I've missed having charts. I don't actually have a normal howto book on vegetable gardening on my bookshelves anymore. I used to. I have no clue as to what happened to them. The only book that comes close is Fukuoka's book, "The Natural Way of Farming." I think I read that one in the early ninties. It really made me want to grow my own grains and sold me on no till methods of growing food. Well except occasionally. I'm allowed to dig that bed up every fifteen years. Right?


  1. Five feet?? I'm with you: that's too wide to work well for me. My raised beds, which do not have strict borders, are only about two feet wide--more like rows--and about eight feet long.

    You've inspired me to consult my few gardening books, but I've got to catch up on weeding first.

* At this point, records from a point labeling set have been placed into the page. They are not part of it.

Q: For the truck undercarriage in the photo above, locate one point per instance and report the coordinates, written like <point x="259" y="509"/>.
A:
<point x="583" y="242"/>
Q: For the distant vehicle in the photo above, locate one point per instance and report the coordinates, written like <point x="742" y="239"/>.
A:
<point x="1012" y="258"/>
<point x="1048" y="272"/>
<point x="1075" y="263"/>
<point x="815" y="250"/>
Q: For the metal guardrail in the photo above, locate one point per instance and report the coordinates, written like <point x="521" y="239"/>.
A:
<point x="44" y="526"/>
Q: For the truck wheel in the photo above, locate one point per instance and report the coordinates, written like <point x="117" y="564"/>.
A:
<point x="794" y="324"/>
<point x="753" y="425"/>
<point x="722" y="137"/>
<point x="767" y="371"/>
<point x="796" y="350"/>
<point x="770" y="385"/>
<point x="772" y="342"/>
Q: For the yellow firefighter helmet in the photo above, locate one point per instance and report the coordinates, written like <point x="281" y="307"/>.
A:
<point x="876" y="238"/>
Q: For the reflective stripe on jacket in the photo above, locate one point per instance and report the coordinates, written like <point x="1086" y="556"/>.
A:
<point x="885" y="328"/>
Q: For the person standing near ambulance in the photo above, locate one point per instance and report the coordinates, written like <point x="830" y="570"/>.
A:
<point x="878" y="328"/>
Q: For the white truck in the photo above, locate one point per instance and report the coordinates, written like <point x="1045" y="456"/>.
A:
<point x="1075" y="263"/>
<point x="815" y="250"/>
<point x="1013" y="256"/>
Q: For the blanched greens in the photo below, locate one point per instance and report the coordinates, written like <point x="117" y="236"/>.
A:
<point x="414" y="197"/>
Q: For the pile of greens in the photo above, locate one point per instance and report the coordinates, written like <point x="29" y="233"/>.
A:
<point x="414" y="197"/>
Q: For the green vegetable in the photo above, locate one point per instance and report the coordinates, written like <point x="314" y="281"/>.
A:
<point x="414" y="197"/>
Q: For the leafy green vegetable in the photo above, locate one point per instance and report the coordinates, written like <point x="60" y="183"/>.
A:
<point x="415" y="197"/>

  2. Hi Daphne, every fifteen years? Hooray! Now about that five feet versus four feet width, I am a little person and have trouble reaching the center with four, like you. I don't want to tread on the soil. Planting seeds is the most difficult reaching, for you have to get way low, even in a raised bed. Tables with spacing info are a great reason to hang onto that book. What will you be reading next?

  3. Well, the good part about reading old gardening books is that I've probably forgotten far more than I've read about gardening and it never hurts to be reminded. That's part of what I get out of gardening blogs, especially the references to plants that I always meant to plant :)

  4. Hi Daphne, my beds are just 4 feet and that is of 'my small feet' ;-)
    Isn't just that it should be wide but reachable so that you don't have to put your foot in the bed?

    I have a question for you. When I weed I do not put it on the compost, I actually dig it down in the soil somewhere straight away, what do you think about that? Do you see any negative aspects of doing this?


  5. Iris, I know isn't it crazy. I'm actually fairly tall, but still my arms aren't going to reach that far in.

    Frances, yup not very often, but I do fork the beds over every year to loosen the soil. I just don't turn it over. If I put in another order to Amazon, I'm going to buy that book I tried on my kindle but had to return (less than a quarter of the way through) "Breed Your Own Vegetable Varieties" by Carol Deppe.

    MacGardens, Yup I like that about blogs too. You get a little window into how other people garden. Also they plant things that the books just don't talk about. Like Sea Kale (a perennial vegetable). I heard about it twice on blogs before I ever read about it in a book. BTW I read about it in a very old vegetable gardening book off the Gutenburg library (so online). It was written almost a century ago. It was fun to see how the popularity of vegetables has changed.

    Tyra, yup you are not supposed to step in the bed. Otherwise I'd have to turn it over more often. Ick work ;>

    I sometimes dig old vegetable matter (like my tomato stems) into the soil right where they grow. That way I don't put diseased plants onto my compost pile. The bed gets rotated so the tomatoes won't see it for years. I don't do that for weeds, since the heat of the compost pile can help kill weed seeds (only if you keep a HOT compost pile). So if the weeds have not seeded yet digging them into the soil is great, but if they have seeded, the seeds might get turned over to the top of the soil. Of course if you dig them far enough down and don't turn your soil over, it should be fine.

  6. I'm with you on the garden book issue. Not much new out there. I do read on specific topics that I want to learn about. Right now I'm reading about raising Fresh Cut Herbs for market, Cider making, and Orchards. All "new" topics for me.

    My garden beds are supposed to be 4 feet, but most of them end up being 3.5. That works for my body and my system. The right way is to do what works for you. As for carbon, sounds like an efficient system you are using.

  7. Alan, I love books about new topics. Right now for me it is seed saving. I just ordered a couple of books on it and can't wait to read them.